GEULINCX, Arnold
Filosofo, nato ad Anversa il 31 gennaio 1624, morto a Leida nel novembre 1669. Iniziato al cartesianismo dai suoi maestri dell'università di Lovanio, insegnò egli stesso a lungo in quella città. Ma poi, a cagione delle diffidenze che gli aveva suscitate la sua opposizione alla filosofia tradizionale, fu costretto ad abbandonare la cattedra e la sede. L'amicizia del cartesiano A. Heidanus, che lo accolse ospitalmente a Leida, gli rese possibile di crearsi nuove condizioni di vita.
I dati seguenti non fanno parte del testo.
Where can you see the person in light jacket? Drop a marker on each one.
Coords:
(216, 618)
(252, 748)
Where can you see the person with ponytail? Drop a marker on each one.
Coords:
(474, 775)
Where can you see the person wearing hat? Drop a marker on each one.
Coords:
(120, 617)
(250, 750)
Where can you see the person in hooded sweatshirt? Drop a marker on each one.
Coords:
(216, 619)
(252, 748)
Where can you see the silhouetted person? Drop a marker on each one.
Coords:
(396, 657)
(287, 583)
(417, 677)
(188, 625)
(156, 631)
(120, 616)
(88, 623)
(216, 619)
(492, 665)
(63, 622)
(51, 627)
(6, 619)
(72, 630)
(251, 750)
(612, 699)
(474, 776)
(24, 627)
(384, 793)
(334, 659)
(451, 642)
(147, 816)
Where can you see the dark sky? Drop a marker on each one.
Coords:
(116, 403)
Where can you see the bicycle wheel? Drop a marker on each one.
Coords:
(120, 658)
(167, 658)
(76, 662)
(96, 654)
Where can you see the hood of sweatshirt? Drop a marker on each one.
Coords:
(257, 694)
Passato al calvinismo, divenne professore all'università di Leida.
Le opere principali del G. ripubblicate in 3 voll. a cura di J.P.N. Land (L'Aia 1891-93), sono: Logica (Leida 1662); De virtute et primis eius proprietatibus, quae vulgo Virtutes cardinales vocantur (Leida 1664): ristampata postuma nel 1675 a Leida col titolo Γνῶϑι σεαυτόν con notevoli aggiunte e completamenti a cura di Cornelius Bontekoe (è considerata l'opera fondamentale, ma presuppone la fisica e la metafisica); Physica vera (Amsterdam 1688) contrappone alla fisica aristotelica quella cartesiana); Metaphysica vera (Amsterdam 1691) postuma: Annotata praecurrentia ad R.C. principia (Dordrecht 1690); Annotata maiora ad principia philosophiae R.C. (Dordrecht 1691).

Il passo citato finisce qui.